Valery Aryevich Kliger

Personal information
- Nationality: USSR

Sport
- Sport: Volleyball
- Club: CSKA Moscow

= Valery Kliger =

Soviet volleyball player and coach

Valery Aryevich Kliger (Валерий Арьевич Клигер; born December 4, 1938) is a former Soviet volleyball player and coach, International Master of Sports, and Honored coach of the USSR (1978).

He played as a hitter for the Spartak volleyball team and CSKA Moscow (1960). With CSKA he won the USSR championships six times (1960–1966).
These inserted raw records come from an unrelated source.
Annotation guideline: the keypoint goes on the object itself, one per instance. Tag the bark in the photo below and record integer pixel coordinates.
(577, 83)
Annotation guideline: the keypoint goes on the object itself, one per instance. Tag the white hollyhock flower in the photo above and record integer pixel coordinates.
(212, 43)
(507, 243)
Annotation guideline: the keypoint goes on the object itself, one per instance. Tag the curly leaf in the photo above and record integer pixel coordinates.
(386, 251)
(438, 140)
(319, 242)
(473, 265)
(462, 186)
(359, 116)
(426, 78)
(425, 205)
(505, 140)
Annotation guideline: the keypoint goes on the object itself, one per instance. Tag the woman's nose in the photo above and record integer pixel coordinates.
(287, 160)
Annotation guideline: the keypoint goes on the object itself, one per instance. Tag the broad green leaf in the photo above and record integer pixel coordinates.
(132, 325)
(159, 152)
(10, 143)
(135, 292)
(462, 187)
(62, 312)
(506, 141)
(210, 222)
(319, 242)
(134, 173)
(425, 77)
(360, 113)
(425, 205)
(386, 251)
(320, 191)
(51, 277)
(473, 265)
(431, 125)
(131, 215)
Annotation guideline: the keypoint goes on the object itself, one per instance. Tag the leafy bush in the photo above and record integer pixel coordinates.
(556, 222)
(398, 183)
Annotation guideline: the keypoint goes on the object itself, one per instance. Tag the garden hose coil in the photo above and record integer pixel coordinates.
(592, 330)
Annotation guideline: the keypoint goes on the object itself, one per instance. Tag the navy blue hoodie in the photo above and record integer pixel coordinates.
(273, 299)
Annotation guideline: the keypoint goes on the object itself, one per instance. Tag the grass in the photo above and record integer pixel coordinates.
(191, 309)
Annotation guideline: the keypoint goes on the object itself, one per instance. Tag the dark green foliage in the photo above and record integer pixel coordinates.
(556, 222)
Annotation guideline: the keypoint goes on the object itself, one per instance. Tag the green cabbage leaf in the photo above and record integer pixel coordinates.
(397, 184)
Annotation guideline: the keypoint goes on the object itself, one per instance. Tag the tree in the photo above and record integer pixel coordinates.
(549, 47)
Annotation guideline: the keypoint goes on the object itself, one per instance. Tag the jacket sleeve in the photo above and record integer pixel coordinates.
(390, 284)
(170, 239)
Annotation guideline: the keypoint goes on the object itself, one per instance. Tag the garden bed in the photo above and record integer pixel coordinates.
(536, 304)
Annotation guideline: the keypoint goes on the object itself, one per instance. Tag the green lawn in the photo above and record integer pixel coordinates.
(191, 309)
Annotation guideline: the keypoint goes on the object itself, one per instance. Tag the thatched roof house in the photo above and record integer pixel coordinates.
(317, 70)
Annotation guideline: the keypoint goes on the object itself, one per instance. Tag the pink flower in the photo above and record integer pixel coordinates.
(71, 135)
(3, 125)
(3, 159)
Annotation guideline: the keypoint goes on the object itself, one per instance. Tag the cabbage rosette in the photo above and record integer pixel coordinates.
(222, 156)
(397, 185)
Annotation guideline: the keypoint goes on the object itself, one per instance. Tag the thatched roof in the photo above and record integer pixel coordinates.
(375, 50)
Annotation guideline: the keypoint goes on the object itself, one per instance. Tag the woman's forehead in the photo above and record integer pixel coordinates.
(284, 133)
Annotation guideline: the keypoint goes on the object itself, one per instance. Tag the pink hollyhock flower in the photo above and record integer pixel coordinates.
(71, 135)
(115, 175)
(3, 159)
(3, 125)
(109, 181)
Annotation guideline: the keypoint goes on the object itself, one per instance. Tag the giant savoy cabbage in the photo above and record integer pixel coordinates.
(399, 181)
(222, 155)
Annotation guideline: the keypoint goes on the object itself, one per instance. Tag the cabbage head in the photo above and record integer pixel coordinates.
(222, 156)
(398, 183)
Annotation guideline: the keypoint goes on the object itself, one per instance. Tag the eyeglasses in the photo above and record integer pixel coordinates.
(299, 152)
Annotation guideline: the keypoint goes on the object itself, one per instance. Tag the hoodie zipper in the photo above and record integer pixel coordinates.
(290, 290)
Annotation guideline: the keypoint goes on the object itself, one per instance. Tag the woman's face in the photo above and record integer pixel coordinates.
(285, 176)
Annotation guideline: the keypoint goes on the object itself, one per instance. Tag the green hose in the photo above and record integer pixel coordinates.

He was a Silver medalist of the Games of the peoples of the USSR in 1967, and the winner of the CEV Champions League in 1960 and 1962.

In 1968, he began coaching the men's volleyball team CSKA Moscow, winners of the USSR championship in 1971 and 1984. He also coached the men's team in Moscow, who won a silver medal in the Games of the Peoples of the USSR in 1975, and were the champions of the Games of the Peoples of the USSR in 1979.

He then coached the CSKA Moscow women's volleyball team from 1984 to 1986. In 1984 the team won the USSR Cup; in 1985 they won the USSR championship; and in 1986 the European Cup. Kliger also coached the Women's Youth Team of the USSR, who won the European championship in 1986 and 1988.

Kliger's wife is well-known Soviet volleyball player Tamara Tikhonina.